My journey into into human Culture begins in communist Hungary where in 1986 I spoke my truth and was as sent to the principal’s office and nearly got expelled.
It happened on the 30th anniversary of the Hungarian Revolution of ‘56. Our teacher held a commemorative discussion about the victims of the “anti-revolution” (since the communists were the revolutionaries, they branded the heroes of 1956 as anti-revolutionaries, got it?). I am in the classroom listening to the teacher telling lies to my classmates – a version of history that I knew not to be true. How did I know? My father was part of the democratic opposition, so at 14 I knew a lot about recent history. “Dear parents – your son is not an anti-revolutionary.”
I realized there are many ways to perceive the “reality” or there are many constructed realities for how to perceive the world. (And I also developed a very strong sense of anti-authority or anti-power stance.) I had to realize that these people and probably most of the people out there on this fine planet don’t have my best interest at heart – there is always an agenda. If you don’t trust authority, you can figure out what the agenda is about.
So my education into multiple worldviews started pretty early. For quite a bit of time I have become one of those “coyote” figures or the “court jester” who calls out the “untruth” or the conflicting views of reality. (Nowadays I just smile.)
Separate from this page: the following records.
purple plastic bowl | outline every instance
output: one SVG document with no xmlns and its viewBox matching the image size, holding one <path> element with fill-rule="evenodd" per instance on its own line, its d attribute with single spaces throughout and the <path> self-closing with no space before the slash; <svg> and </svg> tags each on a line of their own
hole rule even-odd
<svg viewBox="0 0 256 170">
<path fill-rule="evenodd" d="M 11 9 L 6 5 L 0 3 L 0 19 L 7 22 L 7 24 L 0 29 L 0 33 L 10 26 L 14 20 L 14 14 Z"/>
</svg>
From there I developed my interest further in an anthropology class in high-school by an experimenting teacher. In college I got into the idea of culture research by way of a global research commissioned by IBM and started by Geert Hofstede back in the 70’s. I got interested in their founding story: IBM had to realize that ships can’t get into the Bombay harbor without bribing the guide ships. The IBM culture was against bribes in any form… so how do they get the computers into the city? So I wrote my dissertation on cross cultural communication.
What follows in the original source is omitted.